Prima di passare all’esplorazione del libro, vorrei citare una definizione di poesia che Maggiani ci offre nell’introduzione e che ci fa riflettere sul ruolo centrale che essa riveste nell’umana esistenza e, si direbbe, anche oltre, portando l’arte di Calliope in un contesto che le è congeniale sebbene non esclusivamente: la metafisica.
La poesia è una rivelazione dell’uomo a Dio […] o all’Assoluto o semplicemente a qualcosa che esiste al di là della materia: una sorta di mistica al contrario, un movimento dal basso verso l’alto […] (p.5)
Debitamente evidenziata questa posizione che assegna alla poesia un ruolo di tramite fra l’uomo e l’Assoluto, senza il quale la specie umana resterebbe sconosciuta agli occhi di Dio, possiamo scendere in una dimensione più terrena, affermando che Poscienza è una silloge poetica sperimentale, avanguardistica, pionieristica il cui arduo intento di base è armonizzare l’«apparente dualismo» tra scienza e poesia, due ampi campi del sapere, che appassionano l’autore ma che risultano difficilmente conciliabili, almeno per l’opinione comune.
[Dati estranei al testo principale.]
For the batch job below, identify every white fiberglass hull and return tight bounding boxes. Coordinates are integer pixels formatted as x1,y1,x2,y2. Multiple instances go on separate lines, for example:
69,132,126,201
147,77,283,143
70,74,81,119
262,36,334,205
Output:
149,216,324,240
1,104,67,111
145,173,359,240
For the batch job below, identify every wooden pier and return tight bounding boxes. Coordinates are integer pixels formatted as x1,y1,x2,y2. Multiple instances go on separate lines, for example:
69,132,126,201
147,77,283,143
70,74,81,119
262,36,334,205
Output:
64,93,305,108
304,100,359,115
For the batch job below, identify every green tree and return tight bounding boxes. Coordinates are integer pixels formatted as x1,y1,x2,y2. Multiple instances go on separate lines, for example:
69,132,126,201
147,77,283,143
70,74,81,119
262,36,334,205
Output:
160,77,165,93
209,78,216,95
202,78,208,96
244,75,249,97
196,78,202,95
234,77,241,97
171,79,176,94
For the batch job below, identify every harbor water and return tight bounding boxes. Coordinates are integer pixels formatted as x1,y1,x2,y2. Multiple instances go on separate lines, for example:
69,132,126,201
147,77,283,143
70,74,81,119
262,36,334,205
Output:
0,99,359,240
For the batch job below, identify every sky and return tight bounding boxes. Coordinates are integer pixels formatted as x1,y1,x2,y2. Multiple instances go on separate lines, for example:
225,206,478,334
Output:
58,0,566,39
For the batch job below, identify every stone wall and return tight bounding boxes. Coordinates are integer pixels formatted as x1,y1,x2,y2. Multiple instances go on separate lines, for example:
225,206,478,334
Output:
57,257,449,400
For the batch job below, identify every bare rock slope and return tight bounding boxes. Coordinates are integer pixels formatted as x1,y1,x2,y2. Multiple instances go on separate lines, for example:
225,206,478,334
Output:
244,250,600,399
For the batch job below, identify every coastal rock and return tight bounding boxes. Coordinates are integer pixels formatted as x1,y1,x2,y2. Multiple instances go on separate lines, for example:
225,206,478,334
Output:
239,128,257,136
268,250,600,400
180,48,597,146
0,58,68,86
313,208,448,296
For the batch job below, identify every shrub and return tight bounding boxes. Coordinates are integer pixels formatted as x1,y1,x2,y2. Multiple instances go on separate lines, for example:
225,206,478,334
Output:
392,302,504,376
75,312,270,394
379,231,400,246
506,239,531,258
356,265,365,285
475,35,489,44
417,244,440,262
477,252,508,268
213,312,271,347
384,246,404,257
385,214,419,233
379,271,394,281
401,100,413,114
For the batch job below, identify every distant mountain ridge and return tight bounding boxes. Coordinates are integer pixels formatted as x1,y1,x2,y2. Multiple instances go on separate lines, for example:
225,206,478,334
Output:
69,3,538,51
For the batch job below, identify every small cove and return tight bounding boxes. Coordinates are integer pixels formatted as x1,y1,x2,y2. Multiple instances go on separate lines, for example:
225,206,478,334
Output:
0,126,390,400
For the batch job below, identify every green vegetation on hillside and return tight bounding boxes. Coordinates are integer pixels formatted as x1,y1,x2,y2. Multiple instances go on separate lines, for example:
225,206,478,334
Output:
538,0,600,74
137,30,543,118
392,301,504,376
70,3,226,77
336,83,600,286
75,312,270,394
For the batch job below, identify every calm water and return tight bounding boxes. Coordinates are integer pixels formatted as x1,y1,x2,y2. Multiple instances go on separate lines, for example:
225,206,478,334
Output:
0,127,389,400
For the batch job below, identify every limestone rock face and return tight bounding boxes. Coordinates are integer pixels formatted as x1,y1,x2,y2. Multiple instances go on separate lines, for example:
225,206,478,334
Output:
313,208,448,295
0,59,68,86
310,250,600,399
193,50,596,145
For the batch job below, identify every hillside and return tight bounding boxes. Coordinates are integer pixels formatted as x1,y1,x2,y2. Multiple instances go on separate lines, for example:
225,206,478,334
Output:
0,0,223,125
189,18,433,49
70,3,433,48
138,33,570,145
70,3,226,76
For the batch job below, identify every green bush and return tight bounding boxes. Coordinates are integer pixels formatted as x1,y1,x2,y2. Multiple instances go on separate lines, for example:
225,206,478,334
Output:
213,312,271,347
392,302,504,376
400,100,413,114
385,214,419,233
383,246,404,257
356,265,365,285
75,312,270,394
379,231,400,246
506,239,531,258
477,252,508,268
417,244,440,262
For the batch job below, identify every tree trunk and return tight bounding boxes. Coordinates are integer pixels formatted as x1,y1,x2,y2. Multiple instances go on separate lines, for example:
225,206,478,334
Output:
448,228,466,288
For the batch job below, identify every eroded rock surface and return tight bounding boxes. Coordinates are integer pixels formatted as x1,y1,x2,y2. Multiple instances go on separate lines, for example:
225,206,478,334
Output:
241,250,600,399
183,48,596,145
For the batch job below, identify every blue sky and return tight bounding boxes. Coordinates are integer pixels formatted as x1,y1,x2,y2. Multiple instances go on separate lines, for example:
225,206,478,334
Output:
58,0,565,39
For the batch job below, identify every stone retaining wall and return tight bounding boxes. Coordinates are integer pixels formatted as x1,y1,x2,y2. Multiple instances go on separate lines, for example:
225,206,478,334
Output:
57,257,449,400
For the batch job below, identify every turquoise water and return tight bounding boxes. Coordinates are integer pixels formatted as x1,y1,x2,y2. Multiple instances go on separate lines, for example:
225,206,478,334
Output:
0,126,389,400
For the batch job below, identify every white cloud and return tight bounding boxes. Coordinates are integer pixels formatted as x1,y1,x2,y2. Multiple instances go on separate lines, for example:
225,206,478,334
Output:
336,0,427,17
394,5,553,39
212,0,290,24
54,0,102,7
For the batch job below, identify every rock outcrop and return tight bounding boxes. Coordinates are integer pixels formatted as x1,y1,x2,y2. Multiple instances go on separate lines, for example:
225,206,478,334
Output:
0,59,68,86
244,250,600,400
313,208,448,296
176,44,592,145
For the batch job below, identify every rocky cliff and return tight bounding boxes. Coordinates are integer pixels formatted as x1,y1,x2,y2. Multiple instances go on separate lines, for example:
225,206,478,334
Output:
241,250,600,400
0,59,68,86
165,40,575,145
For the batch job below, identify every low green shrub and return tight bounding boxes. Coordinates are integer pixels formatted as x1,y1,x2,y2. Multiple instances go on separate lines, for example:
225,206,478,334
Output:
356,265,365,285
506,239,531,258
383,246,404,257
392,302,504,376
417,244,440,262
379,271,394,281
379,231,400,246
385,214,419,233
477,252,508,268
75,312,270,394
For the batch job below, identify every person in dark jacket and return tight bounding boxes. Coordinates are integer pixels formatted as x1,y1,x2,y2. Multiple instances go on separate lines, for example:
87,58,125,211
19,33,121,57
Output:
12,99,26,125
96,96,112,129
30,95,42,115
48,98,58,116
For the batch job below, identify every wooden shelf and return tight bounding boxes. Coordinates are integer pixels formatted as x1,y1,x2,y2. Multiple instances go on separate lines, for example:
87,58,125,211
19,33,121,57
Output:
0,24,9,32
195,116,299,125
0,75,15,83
Ad ogni modo, volgendo lo sguardo verso i secoli passati ci accorgiamo che qualcuno si è già posto un problema analogo, ragionando sul rapporto fra scienza e arte. Ad esempio per Goethe esiste una sorta di unione tra scienza e poesia, che scaturisce dalla consapevolezza del legame intimo fra la creatività dell’essere umano e la vita del cosmo; mentre Nietzsche sostiene che scienza e arte debbono collaborare nel nome di una conoscenza libera e creatrice. Andando indietro nel tempo si arriva ai presocratici, i fisiologi, gli scienziati della loro epoca, molti dei quali scrissero opere in versi, che chiamarono “Sulla natura”, e dove non di rado comparivano divinità o situazioni fantastiche.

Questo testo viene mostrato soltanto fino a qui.